Two decades after postcolonialism became a discipline in universities in the West, it entered Thailand in the early 2000s (Nopphorn 2001; Thanes 2004) with some casting doubt over its applicability to the history of Siam/Thailand. On this view, postcolonial thought is not relevant to Thailand, a country that was not officially a Western colony but rather a semi-colony. However, some scholars in political science, International Relations (IR), cultural studies and history welcomed the implications of postcolonial thought because they perceived it as offering alternative reflections on domestic society and beyond. An example is Chairat Charoensin-o-larn who introduces postcolonial thought in order to advance a research methodology based on new inquiries that depart from the state-centric model (Chairat 2001).

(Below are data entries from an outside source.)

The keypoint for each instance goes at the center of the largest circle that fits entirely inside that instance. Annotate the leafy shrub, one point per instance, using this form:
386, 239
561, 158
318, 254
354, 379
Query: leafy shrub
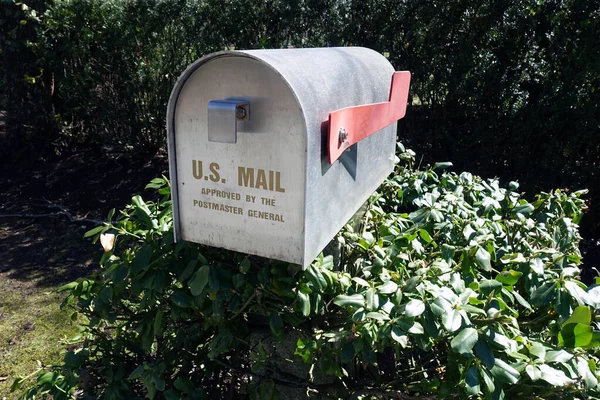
499, 87
449, 286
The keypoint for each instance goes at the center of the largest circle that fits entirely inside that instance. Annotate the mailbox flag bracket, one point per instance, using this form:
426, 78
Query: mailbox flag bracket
350, 125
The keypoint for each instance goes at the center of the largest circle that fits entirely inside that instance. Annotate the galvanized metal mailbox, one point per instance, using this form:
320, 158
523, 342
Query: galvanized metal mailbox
271, 152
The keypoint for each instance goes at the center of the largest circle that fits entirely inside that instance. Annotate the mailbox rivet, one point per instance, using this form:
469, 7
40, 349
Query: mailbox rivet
343, 135
240, 112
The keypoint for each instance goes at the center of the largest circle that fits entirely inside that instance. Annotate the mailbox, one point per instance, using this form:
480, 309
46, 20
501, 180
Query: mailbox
271, 152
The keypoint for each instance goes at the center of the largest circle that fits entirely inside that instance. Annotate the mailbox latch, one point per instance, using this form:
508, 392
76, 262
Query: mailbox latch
223, 118
352, 124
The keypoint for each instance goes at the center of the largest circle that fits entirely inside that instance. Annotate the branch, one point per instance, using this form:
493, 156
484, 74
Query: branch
62, 211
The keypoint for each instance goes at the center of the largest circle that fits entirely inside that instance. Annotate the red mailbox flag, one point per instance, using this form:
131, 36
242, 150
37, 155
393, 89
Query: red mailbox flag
352, 124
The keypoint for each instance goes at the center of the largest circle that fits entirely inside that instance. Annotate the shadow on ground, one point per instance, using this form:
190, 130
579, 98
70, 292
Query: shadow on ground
49, 249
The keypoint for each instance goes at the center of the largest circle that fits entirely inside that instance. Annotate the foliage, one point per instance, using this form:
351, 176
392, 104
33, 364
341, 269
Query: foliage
451, 285
502, 88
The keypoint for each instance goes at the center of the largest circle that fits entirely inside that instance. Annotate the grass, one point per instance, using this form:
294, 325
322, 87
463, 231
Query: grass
33, 330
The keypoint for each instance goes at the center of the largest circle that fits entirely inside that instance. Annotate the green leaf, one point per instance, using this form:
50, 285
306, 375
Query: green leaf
442, 165
95, 231
543, 294
464, 341
534, 372
142, 259
68, 286
304, 303
482, 257
425, 235
199, 280
188, 271
524, 209
559, 356
553, 376
158, 322
361, 282
354, 300
378, 316
521, 300
472, 381
487, 379
538, 350
348, 353
45, 378
489, 285
452, 320
399, 336
485, 353
410, 326
387, 288
509, 278
414, 308
181, 299
276, 323
16, 385
448, 253
581, 315
575, 335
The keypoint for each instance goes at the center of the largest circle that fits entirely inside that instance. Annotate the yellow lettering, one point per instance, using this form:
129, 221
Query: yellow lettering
278, 183
261, 180
246, 177
197, 169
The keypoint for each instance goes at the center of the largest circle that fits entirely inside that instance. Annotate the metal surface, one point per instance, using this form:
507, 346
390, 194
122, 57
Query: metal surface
297, 201
353, 124
223, 117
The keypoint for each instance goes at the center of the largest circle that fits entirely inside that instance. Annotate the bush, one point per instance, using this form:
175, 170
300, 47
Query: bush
450, 286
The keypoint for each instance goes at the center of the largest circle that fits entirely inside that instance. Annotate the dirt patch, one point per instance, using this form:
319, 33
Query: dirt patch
39, 244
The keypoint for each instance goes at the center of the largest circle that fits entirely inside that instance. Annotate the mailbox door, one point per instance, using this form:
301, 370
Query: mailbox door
249, 195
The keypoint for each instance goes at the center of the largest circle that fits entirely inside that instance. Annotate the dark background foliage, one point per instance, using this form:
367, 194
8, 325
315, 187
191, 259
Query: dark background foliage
500, 88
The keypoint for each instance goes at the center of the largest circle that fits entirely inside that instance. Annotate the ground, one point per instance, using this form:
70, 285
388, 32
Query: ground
42, 247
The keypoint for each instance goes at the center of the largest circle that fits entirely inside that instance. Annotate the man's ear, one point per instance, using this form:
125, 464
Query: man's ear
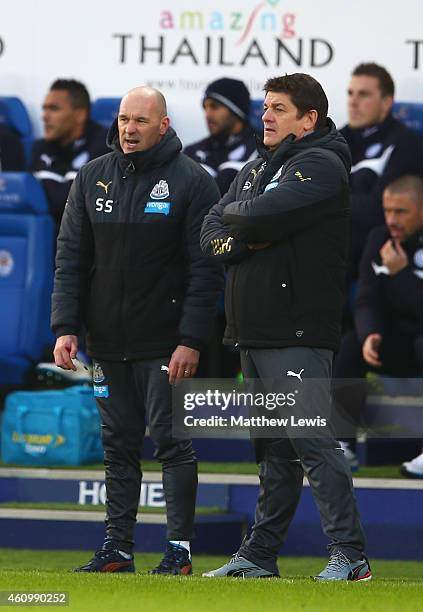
81, 117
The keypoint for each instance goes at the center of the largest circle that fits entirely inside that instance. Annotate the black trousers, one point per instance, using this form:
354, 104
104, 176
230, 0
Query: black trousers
283, 462
131, 393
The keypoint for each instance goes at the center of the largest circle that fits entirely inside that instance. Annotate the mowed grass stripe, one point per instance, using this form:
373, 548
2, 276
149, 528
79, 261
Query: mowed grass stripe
397, 586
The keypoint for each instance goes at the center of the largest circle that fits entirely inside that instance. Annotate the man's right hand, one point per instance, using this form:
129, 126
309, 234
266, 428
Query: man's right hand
371, 349
258, 246
64, 351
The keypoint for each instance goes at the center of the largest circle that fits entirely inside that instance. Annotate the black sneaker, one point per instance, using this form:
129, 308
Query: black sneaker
176, 561
108, 560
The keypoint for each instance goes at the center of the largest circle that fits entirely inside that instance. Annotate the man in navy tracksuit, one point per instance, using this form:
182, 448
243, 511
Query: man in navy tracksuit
282, 230
388, 316
382, 150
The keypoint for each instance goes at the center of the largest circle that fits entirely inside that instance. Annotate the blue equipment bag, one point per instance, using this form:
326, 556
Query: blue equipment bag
51, 428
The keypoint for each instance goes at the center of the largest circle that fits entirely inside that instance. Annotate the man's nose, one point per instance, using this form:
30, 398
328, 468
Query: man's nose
131, 126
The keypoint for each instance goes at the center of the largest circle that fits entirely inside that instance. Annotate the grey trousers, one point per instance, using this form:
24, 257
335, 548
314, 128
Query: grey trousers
139, 391
283, 462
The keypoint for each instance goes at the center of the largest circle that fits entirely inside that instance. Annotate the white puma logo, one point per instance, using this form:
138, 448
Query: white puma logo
379, 269
291, 373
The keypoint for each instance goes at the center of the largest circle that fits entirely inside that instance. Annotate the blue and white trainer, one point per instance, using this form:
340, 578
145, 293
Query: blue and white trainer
342, 568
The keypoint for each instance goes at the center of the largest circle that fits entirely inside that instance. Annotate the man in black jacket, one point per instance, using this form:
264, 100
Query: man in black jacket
130, 268
70, 140
282, 230
388, 334
382, 149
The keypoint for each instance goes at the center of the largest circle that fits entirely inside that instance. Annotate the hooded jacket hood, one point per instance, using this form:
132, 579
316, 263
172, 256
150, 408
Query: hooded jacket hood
326, 138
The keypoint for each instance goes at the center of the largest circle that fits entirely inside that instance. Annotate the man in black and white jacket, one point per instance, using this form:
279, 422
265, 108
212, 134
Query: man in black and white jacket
231, 142
282, 230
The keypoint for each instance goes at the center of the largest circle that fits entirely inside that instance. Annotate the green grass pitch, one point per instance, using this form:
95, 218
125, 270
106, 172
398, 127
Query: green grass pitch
397, 586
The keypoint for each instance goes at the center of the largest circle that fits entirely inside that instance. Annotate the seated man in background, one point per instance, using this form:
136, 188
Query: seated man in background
70, 140
232, 141
388, 335
12, 155
230, 145
382, 149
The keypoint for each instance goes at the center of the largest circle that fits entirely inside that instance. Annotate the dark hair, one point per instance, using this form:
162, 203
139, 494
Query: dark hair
78, 93
305, 93
384, 79
408, 183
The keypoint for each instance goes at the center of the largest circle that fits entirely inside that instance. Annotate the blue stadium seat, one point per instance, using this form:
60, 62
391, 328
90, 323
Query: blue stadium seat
256, 111
104, 111
26, 274
14, 115
410, 113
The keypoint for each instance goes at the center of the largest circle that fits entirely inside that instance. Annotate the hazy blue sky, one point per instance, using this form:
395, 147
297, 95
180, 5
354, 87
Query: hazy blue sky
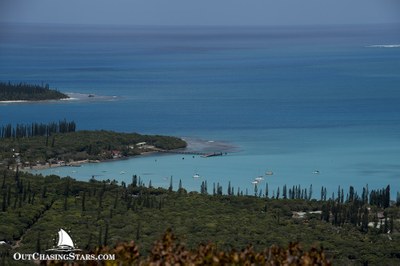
201, 12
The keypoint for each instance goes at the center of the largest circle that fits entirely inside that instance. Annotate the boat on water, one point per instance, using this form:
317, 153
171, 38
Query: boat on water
65, 243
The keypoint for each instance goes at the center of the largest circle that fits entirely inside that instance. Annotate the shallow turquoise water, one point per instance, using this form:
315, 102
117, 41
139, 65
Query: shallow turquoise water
290, 100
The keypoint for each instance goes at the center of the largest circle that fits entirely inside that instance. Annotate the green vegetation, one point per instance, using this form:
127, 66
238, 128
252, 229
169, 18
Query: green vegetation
168, 252
28, 92
34, 208
351, 229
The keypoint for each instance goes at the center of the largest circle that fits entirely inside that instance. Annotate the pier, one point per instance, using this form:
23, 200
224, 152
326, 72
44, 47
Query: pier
202, 154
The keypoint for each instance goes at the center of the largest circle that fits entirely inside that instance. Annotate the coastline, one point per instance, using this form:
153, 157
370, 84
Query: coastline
72, 96
193, 145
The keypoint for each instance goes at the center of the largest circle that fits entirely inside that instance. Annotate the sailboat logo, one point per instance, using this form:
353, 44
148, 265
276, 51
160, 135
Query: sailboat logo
65, 243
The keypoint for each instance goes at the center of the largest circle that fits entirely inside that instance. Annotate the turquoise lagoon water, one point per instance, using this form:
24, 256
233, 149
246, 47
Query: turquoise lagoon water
290, 100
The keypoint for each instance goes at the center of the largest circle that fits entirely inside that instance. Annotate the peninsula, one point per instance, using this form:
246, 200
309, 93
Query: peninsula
28, 92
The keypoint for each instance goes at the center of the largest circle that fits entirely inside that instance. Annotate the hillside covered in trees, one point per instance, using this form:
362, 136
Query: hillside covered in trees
28, 92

Chairat also devises an anti-colonial viewpoint to safeguard developing countries against the discourse of modernisation, which, for him, is another Trojan horse of the West (Chairat 2000). However, Chairat as well as other scholars in Thailand tend to focus on reading and disseminating contemporary Western theories to the academic community. Though some of them discuss Western theories at length in their works, they act simply as mediators between Western and Thai knowledge (Pinij 1971; Surak 1981, 2011; Kirathi 2001, 2002, 2012; Teerayuth 2003; Nelson 2005; Chairat 2011, 2012, 2015; Veerayuth 2013). In other words, they are only active in importing Western knowledge. They are less active in initiating their own theoretical proposals. As postcolonial thought becomes more recognised, it merges with other Western theories circulating in the Thai academic community.